Youtube Transcript
Pricing
$2.50 / 1,000 results
Youtube Transcript
Under maintenanceHarvest rich YouTube metadata and English transcripts at scale with this Apify actor—perfect for SEO, content repurposing, and AI workflows. Built-in proxy support, resilient caption extraction, and multi-format outputs keep your video intelligence accurate and ready for publishing.
0.0 (0)
Pricing
$2.50 / 1,000 results
0
1
1
Last modified
8 days ago
YouTube Transcript Downloader & Caption Scraper (Apify Actor)
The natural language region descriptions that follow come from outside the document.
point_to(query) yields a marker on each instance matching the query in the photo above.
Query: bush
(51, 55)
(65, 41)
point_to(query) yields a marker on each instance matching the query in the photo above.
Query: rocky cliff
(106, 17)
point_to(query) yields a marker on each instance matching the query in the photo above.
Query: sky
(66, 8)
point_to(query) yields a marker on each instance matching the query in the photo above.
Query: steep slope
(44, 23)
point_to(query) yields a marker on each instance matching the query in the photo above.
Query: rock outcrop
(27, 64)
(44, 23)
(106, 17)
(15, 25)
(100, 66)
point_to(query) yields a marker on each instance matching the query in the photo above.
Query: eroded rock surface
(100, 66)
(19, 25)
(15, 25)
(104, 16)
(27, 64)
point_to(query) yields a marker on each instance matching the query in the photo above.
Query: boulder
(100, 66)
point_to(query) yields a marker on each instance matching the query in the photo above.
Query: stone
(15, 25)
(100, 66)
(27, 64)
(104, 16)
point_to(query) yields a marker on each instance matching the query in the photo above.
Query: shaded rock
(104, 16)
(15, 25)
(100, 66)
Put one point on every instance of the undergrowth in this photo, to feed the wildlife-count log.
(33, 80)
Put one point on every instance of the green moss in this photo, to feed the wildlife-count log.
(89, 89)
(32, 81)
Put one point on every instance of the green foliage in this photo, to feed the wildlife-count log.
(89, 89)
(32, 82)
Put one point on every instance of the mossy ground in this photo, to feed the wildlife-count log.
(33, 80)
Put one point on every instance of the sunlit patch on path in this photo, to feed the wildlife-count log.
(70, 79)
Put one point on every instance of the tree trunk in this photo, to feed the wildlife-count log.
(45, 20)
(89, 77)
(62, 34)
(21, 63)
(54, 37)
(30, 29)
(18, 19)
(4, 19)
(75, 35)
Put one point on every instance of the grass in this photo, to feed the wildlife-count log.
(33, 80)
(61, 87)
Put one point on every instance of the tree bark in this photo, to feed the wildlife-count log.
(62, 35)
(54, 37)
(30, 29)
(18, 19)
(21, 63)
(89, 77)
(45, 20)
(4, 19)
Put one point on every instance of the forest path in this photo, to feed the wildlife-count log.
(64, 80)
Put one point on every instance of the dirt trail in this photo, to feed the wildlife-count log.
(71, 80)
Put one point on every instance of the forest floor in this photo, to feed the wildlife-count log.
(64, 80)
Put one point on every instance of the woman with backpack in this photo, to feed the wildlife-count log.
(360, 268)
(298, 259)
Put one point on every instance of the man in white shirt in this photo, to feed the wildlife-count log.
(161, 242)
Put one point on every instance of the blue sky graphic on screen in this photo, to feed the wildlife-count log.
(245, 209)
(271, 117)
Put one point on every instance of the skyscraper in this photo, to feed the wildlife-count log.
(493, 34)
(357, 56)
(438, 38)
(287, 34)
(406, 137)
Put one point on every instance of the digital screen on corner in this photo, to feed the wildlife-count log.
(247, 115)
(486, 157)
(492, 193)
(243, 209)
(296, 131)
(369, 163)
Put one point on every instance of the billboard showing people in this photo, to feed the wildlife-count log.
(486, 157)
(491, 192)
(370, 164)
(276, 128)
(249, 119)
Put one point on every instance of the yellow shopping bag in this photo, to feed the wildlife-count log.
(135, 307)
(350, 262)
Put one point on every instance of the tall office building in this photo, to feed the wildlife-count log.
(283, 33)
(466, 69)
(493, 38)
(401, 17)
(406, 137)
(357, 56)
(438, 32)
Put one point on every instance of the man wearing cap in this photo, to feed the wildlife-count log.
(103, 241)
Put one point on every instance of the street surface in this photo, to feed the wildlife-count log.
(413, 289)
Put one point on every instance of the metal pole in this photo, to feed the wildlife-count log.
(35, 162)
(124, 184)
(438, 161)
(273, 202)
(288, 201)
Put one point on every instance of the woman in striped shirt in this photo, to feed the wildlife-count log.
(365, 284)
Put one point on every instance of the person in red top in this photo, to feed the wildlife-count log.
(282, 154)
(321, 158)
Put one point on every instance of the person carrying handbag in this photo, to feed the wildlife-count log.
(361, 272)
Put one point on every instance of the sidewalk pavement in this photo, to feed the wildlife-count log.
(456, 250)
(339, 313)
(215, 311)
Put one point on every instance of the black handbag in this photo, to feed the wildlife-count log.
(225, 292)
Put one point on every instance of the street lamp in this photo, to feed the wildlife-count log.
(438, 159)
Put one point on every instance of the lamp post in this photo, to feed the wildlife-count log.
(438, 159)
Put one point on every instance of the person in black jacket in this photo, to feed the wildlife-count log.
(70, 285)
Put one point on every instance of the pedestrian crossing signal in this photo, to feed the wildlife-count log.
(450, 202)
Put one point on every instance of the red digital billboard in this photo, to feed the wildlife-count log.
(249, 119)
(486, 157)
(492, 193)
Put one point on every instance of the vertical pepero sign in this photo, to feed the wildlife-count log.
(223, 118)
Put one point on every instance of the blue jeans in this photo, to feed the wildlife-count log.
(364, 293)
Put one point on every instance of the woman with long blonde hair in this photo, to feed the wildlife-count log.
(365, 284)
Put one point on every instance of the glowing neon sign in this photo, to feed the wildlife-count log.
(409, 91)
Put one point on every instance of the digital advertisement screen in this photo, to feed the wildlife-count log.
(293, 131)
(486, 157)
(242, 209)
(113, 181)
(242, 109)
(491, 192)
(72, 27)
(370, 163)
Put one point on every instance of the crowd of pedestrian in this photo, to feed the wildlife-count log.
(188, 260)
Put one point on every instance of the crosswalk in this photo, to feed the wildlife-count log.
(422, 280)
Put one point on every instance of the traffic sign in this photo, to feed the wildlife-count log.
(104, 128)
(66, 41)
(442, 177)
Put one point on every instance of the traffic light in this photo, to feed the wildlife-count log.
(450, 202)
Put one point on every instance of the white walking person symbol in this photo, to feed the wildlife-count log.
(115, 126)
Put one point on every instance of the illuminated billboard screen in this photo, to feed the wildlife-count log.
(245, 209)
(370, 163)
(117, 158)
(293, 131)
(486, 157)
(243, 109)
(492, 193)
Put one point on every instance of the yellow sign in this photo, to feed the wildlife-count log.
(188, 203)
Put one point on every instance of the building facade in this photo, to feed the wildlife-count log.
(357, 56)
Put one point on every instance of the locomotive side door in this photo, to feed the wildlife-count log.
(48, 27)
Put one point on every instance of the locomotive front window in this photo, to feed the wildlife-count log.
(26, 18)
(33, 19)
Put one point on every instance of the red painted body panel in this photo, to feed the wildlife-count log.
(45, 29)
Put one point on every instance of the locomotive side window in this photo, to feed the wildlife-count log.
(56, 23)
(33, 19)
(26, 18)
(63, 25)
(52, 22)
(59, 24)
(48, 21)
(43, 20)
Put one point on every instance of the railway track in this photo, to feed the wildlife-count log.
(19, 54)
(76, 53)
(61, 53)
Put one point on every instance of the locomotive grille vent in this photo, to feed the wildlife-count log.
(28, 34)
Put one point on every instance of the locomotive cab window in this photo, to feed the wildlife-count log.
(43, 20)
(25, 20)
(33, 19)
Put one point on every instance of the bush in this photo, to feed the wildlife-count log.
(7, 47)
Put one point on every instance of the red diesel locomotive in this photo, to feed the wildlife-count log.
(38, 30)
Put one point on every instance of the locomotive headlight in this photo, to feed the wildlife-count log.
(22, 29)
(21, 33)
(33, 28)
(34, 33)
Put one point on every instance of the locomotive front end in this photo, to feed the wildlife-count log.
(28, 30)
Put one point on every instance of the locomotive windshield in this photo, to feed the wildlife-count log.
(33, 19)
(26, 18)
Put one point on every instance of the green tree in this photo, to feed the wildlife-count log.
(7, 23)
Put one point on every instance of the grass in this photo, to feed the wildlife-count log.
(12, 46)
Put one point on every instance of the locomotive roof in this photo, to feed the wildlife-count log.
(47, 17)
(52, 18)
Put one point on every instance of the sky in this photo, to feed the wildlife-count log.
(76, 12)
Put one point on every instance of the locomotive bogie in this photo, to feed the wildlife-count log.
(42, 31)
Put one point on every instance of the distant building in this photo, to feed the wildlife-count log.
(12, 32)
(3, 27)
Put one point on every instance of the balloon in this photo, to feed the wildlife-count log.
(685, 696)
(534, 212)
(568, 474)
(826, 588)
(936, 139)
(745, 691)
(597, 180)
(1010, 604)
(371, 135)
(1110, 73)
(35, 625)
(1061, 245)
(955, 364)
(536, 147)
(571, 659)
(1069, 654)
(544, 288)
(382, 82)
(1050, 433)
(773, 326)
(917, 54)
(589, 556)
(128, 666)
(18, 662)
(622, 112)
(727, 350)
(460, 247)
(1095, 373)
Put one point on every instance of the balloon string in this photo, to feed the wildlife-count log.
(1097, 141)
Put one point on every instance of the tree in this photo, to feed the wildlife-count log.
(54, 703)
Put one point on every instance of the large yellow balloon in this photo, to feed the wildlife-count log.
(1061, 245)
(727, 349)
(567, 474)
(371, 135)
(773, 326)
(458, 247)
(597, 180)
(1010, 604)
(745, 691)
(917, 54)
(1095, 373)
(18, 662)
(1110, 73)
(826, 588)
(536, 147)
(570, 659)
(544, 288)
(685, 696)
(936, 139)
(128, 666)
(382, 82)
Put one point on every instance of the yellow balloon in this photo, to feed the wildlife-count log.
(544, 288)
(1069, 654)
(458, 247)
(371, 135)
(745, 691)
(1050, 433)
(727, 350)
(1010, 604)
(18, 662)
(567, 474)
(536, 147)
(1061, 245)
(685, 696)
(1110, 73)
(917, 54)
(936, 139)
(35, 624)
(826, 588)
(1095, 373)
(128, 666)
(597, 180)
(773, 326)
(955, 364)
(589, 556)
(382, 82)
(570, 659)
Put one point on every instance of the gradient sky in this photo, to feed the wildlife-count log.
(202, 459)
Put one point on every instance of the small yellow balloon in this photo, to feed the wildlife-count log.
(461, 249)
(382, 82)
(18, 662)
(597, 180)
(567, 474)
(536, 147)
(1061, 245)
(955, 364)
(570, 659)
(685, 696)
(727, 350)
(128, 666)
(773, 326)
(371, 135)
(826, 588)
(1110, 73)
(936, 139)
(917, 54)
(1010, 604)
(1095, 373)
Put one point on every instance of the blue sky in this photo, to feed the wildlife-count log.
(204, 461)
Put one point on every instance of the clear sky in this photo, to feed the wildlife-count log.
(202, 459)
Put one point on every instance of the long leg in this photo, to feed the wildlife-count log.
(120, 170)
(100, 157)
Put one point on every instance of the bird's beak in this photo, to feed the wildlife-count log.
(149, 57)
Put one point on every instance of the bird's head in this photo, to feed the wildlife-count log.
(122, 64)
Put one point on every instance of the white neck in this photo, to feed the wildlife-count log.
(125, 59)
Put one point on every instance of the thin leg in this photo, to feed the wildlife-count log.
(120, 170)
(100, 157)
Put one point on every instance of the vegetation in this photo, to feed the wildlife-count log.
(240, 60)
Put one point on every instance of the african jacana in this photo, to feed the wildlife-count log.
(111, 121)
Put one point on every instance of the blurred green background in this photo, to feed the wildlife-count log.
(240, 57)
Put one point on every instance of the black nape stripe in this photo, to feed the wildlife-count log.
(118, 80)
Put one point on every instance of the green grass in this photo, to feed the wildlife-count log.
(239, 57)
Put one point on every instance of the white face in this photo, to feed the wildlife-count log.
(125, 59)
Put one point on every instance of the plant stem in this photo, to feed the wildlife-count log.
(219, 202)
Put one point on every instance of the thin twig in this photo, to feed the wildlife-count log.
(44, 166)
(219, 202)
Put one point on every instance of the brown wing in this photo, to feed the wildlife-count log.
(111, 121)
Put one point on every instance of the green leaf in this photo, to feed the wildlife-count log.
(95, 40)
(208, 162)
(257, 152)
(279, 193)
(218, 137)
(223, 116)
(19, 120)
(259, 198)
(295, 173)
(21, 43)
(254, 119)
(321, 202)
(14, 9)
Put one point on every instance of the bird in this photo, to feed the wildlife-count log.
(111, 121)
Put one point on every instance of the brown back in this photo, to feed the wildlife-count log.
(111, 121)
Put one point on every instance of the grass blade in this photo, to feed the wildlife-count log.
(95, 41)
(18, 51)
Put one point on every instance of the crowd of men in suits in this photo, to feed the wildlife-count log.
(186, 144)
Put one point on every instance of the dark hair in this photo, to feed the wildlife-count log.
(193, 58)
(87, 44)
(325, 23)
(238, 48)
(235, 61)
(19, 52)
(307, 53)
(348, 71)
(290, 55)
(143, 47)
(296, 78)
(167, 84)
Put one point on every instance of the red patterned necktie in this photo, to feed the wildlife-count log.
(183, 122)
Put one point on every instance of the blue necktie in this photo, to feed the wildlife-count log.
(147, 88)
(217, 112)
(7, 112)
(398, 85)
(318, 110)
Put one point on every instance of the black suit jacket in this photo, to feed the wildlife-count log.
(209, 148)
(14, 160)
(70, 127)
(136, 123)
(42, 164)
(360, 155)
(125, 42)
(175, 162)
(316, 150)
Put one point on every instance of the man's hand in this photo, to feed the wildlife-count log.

Boost your SEO content strategy with clean YouTube transcripts, metadata, and captions in every popular format. This production-ready Apify actor extracts subtitles (manual or auto-generated), gathers rich video details, and saves everything to an Apify dataset that is easy to reuse in blogs, knowledge bases, or downstream NLP workflows.
- ✅ Works for both long-form videos and Shorts
- ✅ Supports Apify Proxy groups (BUYPROXIES94952,StaticUS3, Residential, or custom URLs)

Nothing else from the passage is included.